C’est pour cette raison que je vais introduire aujourd’hui les knowledge matrices. Il existe une matrice de knowledge associée à chaque input du réseau de neurones, ce qui nous permet de les utiliser elles aussi comme ensemble de données pour appliquer la théorie de la persistance. Pourquoi faire cela ? Parce qu’un résultat théorique de Samuel Leblanc et Marco Armenta affirme que la norme infinie entre deux de ces matrices est plus grande que la norme infinie entre leurs équivalents du côté output. Cela signifie donc que les points sont davantage espacés dans l’espace, ce qui facilite l’analyse à l’aide de certains outils de visualisation.
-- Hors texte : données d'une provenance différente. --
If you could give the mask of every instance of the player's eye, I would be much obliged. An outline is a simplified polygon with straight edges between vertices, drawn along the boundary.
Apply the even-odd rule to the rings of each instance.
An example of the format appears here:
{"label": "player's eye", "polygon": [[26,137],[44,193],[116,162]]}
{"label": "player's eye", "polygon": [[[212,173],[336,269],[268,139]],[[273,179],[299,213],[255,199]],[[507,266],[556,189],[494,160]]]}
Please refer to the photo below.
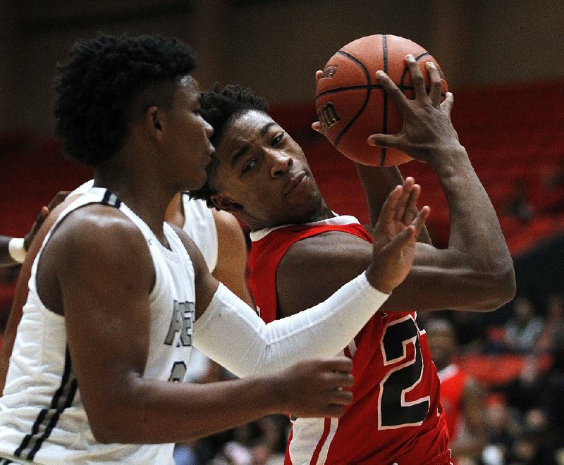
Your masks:
{"label": "player's eye", "polygon": [[271,145],[274,147],[276,144],[280,142],[284,138],[285,134],[286,133],[283,131],[276,134],[276,135],[274,136],[274,138],[272,140]]}
{"label": "player's eye", "polygon": [[255,159],[252,159],[252,160],[249,160],[247,163],[245,163],[243,166],[243,170],[241,170],[241,173],[245,174],[245,173],[248,173],[255,166],[257,165],[257,161]]}

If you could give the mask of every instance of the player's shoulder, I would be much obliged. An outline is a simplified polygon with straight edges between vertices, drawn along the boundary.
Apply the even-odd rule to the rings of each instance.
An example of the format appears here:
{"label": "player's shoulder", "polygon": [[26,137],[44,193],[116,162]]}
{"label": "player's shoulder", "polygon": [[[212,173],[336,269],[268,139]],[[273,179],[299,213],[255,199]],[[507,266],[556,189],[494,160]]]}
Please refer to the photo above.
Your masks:
{"label": "player's shoulder", "polygon": [[372,245],[358,236],[343,230],[328,230],[295,242],[285,259],[288,262],[306,261],[312,264],[338,263],[372,256]]}
{"label": "player's shoulder", "polygon": [[146,240],[139,226],[118,209],[92,204],[67,213],[55,225],[49,244],[66,255],[90,255],[114,248],[138,252]]}

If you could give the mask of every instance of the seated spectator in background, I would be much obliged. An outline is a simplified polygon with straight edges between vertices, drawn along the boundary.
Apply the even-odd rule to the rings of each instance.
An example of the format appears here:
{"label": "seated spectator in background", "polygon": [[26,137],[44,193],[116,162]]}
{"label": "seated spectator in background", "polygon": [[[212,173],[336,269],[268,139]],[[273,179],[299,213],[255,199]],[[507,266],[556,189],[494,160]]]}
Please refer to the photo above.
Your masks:
{"label": "seated spectator in background", "polygon": [[505,323],[506,347],[517,352],[533,350],[543,326],[543,319],[535,314],[531,300],[522,296],[516,297],[513,301],[513,314]]}
{"label": "seated spectator in background", "polygon": [[558,343],[558,335],[564,334],[564,297],[551,294],[546,301],[546,318],[537,341],[537,348],[550,352]]}
{"label": "seated spectator in background", "polygon": [[542,213],[564,211],[564,154],[541,175],[541,187]]}
{"label": "seated spectator in background", "polygon": [[520,425],[501,396],[489,398],[485,414],[487,444],[482,461],[486,465],[504,465],[508,463],[507,459],[510,456],[515,438],[520,434]]}
{"label": "seated spectator in background", "polygon": [[523,223],[530,221],[534,216],[534,209],[529,196],[527,180],[519,178],[513,185],[513,192],[503,205],[503,213]]}
{"label": "seated spectator in background", "polygon": [[[188,367],[199,373],[192,381],[216,383],[235,378],[201,352],[190,358]],[[188,442],[178,444],[176,465],[266,465],[283,464],[289,421],[283,415],[269,415],[239,427]]]}
{"label": "seated spectator in background", "polygon": [[453,361],[458,352],[454,328],[446,319],[431,318],[425,325],[431,356],[441,380],[453,462],[480,459],[485,445],[484,391]]}
{"label": "seated spectator in background", "polygon": [[520,421],[525,418],[527,411],[540,405],[539,392],[542,390],[546,379],[539,362],[538,355],[527,356],[519,376],[503,388],[507,404]]}
{"label": "seated spectator in background", "polygon": [[564,330],[555,333],[554,341],[552,367],[539,395],[552,433],[554,454],[560,457],[561,464],[564,463]]}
Bref, nous verrons aujourd’hui comment obtenir ces knowledge matrices et en quoi elles permettent une meilleure analyse topologique des réseaux de neurones

14h30, D4-2025

Titre : Déformation isopériodique de courbes hyperelliptiques

Résumé :
Une courbe hyperelliptique peut être compactifiée pour obtenir une surface de Riemann. Cette surface peut être entièrement déterminée par ses points de ramification. Dans cette présentation, je m’intéresserai aux déformations isopériodiques de ce type de courbes. Autrement dit, pour une certaine base d’homologie et la base de différentielles holomorphes normalisées par rapport à cette base, nous déformerons la courbe hyperelliptique tout en conservant les b-périodes d’une certaine différentielle méromorphe. Pour ce faire, j’introduirai quelques concepts clés : la bidifférentielle de Riemann et la formule de dérivation de Rauch, qui décrit la variation des différentielles lors de la déformation des points de ramification. L’objectif du séminaire sera de présenter une équation différentielle en fonction des points de ramification de la surface telle que, si la déformation d’une famille de courbes hyperelliptiques est isopériodique, alors cette équation est satisfaite.